Bund und Länder einig: Frühwarnsystem aus Behörden, Kitas und Schulen soll Risiko-Familien rechtzeitig erkennen helfen.

BERLIN. Das Hauptthema war eigentlich schon vor dem "Kinderschutzgipfel" vom Tisch: die Rechte der Kleinen in der Verfassung zu verankern. Kanzlerin Angela Merkel, früher selbst Sympathisantin dieser Idee, hatte sich schon vor Tagen mit der CDU-Führung geschlossen dagegengestellt. "Die Rechte der Kinder sind bereits im Grundgesetz enthalten", hieß es jetzt.

Stattdessen hat das von Merkel kurzfristig auf die Tagesordnung des Treffens mit den Ministerpräsidenten gesetzte Thema Kinderschutz hohe Aktualität bekommen. Die besonders alarmierenden Fälle von vernachlässigten Kindern in den vergangenen Monaten ließen auch keinen Aufschub mehr zu: Die fünfjährige verhungerte und verdurstete Lea-Sophie in Schwerin, die verdurstete 14 Monate alte Jacqueline in Bromskirchen (Hessen), der verhungerte zweijährige Benjamin aus Schlagenthin (Sachsen-Anhalt), der verdurstete knapp 10 Monate alte Leon aus Sömmerda (Thüringen).

Bei der Verbesserung der Vorsorge, wie sie jetzt von den Länder- Chefs mit Merkel vereinbart wurde, setzt sich zunehmend das "Saarländer Modell" durch. Hessen, Berlin, Niedersachsen und Hamburg sind dem Beispiel bereits gefolgt. Eltern werden verbindlich zu den Vorsorgeuntersuchungen ihrer Kleinkinder eingeladen. Erscheinen sie nicht, schaut das Jugendamt nach. Problemfälle sollen von der Geburt an betreut werden. Kinderärzte sollen nicht nur die medizinischen Daten erfassen, sondern verstärkt auch das soziale Umfeld abfragen, um Risiko-Familien zu erkennen.

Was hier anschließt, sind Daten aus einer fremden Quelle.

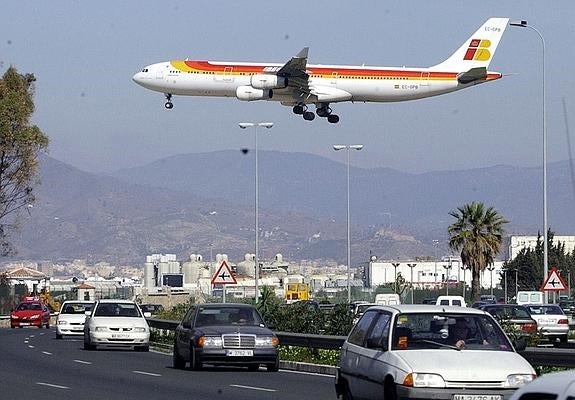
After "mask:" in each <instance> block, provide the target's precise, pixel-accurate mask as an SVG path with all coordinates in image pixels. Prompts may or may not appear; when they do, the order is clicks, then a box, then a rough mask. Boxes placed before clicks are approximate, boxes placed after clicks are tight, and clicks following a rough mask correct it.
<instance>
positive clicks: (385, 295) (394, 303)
mask: <svg viewBox="0 0 575 400" xmlns="http://www.w3.org/2000/svg"><path fill="white" fill-rule="evenodd" d="M375 303H376V304H379V305H382V306H391V305H397V304H401V300H400V298H399V295H398V294H397V293H381V294H376V295H375Z"/></svg>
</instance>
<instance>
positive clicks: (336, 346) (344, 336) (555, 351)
mask: <svg viewBox="0 0 575 400" xmlns="http://www.w3.org/2000/svg"><path fill="white" fill-rule="evenodd" d="M147 320H148V324H149V325H150V327H152V328H156V329H164V330H168V331H173V330H175V329H176V327H177V326H178V323H179V322H176V321H167V320H162V319H156V318H148V319H147ZM274 333H275V334H276V336H277V337H278V339H279V340H280V344H282V345H286V346H299V347H309V348H312V349H329V350H339V349H340V348H341V346H342V345H343V342H344V341H345V338H346V337H345V336H332V335H314V334H308V333H293V332H274ZM519 354H521V355H522V356H523V357H524V358H525V359H526V360H527V361H529V363H531V365H533V366H540V367H565V368H575V346H573V344H570V346H569V347H567V348H556V347H553V348H549V347H528V348H526V349H525V350H523V351H520V352H519Z"/></svg>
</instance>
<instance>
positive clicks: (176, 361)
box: [172, 341, 186, 369]
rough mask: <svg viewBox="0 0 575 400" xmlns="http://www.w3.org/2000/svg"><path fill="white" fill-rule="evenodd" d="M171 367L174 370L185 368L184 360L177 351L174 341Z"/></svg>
mask: <svg viewBox="0 0 575 400" xmlns="http://www.w3.org/2000/svg"><path fill="white" fill-rule="evenodd" d="M172 366H173V367H174V369H184V368H186V360H184V358H183V357H181V356H180V353H179V352H178V350H177V346H176V342H175V341H174V353H173V358H172Z"/></svg>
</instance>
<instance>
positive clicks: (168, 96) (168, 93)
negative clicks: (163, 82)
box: [164, 93, 174, 110]
mask: <svg viewBox="0 0 575 400" xmlns="http://www.w3.org/2000/svg"><path fill="white" fill-rule="evenodd" d="M165 96H166V104H164V107H166V108H167V109H168V110H171V109H172V108H174V103H172V94H171V93H166V94H165Z"/></svg>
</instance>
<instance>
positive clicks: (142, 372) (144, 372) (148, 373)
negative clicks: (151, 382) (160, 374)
mask: <svg viewBox="0 0 575 400" xmlns="http://www.w3.org/2000/svg"><path fill="white" fill-rule="evenodd" d="M132 372H133V373H134V374H140V375H148V376H162V375H160V374H154V373H153V372H145V371H132Z"/></svg>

Ein "Frühwarnsystem mit Datenvernetzung" ist das neue Stichwort. Es schließt neben Jugend- und Gesundheitsämtern, Kitas und Schulen ausdrücklich auch die Polizei ein. "Hier gilt der Grundsatz: Kinderschutz vor Datenschutz", wie es Bayerns Ministerpräsident Günther Beckstein (CSU) ausdrückte. In Bayern wird unterdessen auch erwogen, noch einen Schritt weiterzugehen. Wer nicht zu den Vorsorgeuntersuchungen kommt, soll mit Sanktionen rechnen müssen - Kürzungen beim landeseigenen Erziehungsgeld beispielsweise. Den Weg der Pflichtuntersuchung mit gleichzeitiger Strafandrohung wollen die meisten Länder und der Bund allerdings nicht gehen.

Der SPD-Chef und rheinland-pfälzische Ministerpräsident Kurt Beck sagte: "Wir wollen nicht drohen, sondern Hilfsangebote machen." Mindestens 100 000 Kinder sind jährlich Opfer von Misshandlungen, schätzen Kinderschützer. Mehr als 150 Kinder kamen 2006 gewaltsam zu Tode.